Hi!

I am currently interested in understanding how well a large amount of variables (20-40) which do not represent a construct in the psychometric sense but can be broadly viewed as a certain class of influences explains an outcome in comparison to another set of variables. On the phenotypical level this is quite straight forward - I can fit regression models and look at (incremental) R2-values or train a LASSO or something similar on a training set to compare the predicted R2's on the validation set.

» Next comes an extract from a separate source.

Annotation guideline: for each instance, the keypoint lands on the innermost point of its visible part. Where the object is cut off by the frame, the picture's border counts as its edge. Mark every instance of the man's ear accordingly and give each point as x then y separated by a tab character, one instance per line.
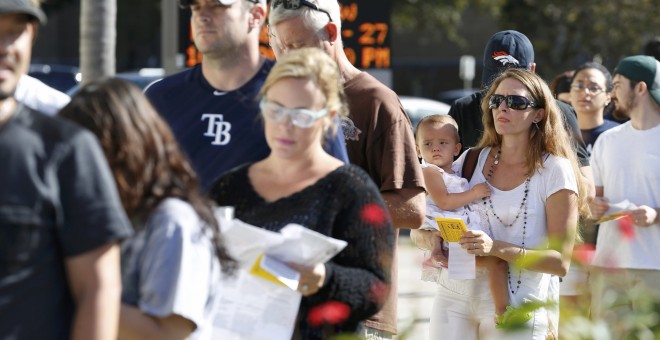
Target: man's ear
332	32
257	17
540	114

However ideally I would further like to decompose these covariances using a multivariate ACE-model so that I can find out if perhaps my 20-40 variables jointly explain much of A but almost no C or E, especially compared to the other set of variables. Unfortunately I am not quite sure what the best approach would be to achieve such an outcome. I guess I could theoretically run a full multivariate ACE-model but this would be prohibitively expensive and take an extremely long time. On the other hand I really don't need most of the parameters which are blowing up the model. The more pragmatic solution therefore potentially lies in the creation of a best predictor from my regression/LASSO based on all 20-40 variables and just fitting a bivariate (or trivariate, while doing the same for the other set of variables in question) ACE-model. Unfortunately I have a certain feeling that this might not be a valid way of doing things.

My situation doesn't strike me as extremely extraordinary and I guess that something similar happens to researchers all the time, though I was unable to find a distinct discussion of this situation in the literature. Did I miss something basic?

Thanks for your help!

Tobias